・三輪先生の時々の思い ⑮北方領土をロシア領とするプーチンの“奇策”

 プーチンはわが北方領土をロシア領として確保する奇策に出ようとしている。ロシア憲法に「領土割譲禁止条項」を書き込もうとしているのである。

 日露の違いは、日本が「ポツダム宣言を受諾した1945年8月15日をもって太平洋戦争は終結した」とするのに対して、ロシアは「同年9月2日ミズリー号船上にて降伏文書に日本政府が調印したのをもって戦争終結」とする立場だ。

 すなわち、「平時における違法な軍事占領ではなく、戦時中の合法な軍事占領である」とするのである。日本人にとっては「違法」以外の何物でもない立場から惹起しうる損失を防ぐために、「領土割譲禁止」という改憲条項に辿り着いたのだろう。

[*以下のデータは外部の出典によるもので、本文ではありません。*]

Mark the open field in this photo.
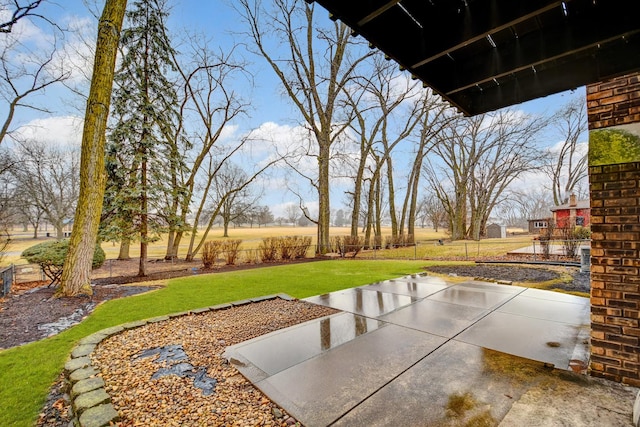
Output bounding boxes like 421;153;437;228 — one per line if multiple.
2;226;451;266
2;226;535;271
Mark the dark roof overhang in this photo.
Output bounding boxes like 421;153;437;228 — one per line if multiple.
310;0;640;116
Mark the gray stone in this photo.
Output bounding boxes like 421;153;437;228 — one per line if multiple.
74;388;110;414
169;311;190;318
72;377;105;398
231;299;252;307
71;344;96;358
209;303;232;311
97;325;124;336
69;367;98;383
122;320;147;329
37;305;96;337
78;403;120;427
65;356;91;373
277;293;294;301
78;333;107;346
146;315;170;323
191;307;210;314
250;295;276;303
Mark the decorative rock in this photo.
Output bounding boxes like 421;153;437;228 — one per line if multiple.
65;356;92;373
72;344;96;358
69;366;99;383
78;403;120;427
272;407;284;418
72;377;105;398
74;388;110;414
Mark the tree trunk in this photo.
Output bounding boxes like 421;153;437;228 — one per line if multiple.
451;190;467;240
167;230;182;260
317;142;331;254
118;239;130;260
138;158;148;277
385;156;398;238
165;230;175;260
58;0;127;297
56;224;64;239
374;173;382;245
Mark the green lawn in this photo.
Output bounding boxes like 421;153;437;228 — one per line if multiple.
0;259;444;426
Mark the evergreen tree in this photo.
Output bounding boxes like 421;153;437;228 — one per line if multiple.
103;0;180;276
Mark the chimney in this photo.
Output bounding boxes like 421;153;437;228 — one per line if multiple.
569;193;577;207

 もともとロシアという獰猛な巨大国家は、一度手中にした他国の領土を返還するはずがない国柄なのである。日本政府にしても、外務省のロシア通なら、そんなことは先刻重々承知のはずである。それでも元住民の望郷の念を大切に思うためであろう、「あきらめなさい」とは言えなかったのだ。

 元住民の方々にしても、「ロシアが返還する」と本気で期待していたとは、考えづらい。随分と長い間実らぬ夢に期待を託していたことになる。お気の毒に思う。国民の一人として残念至極である。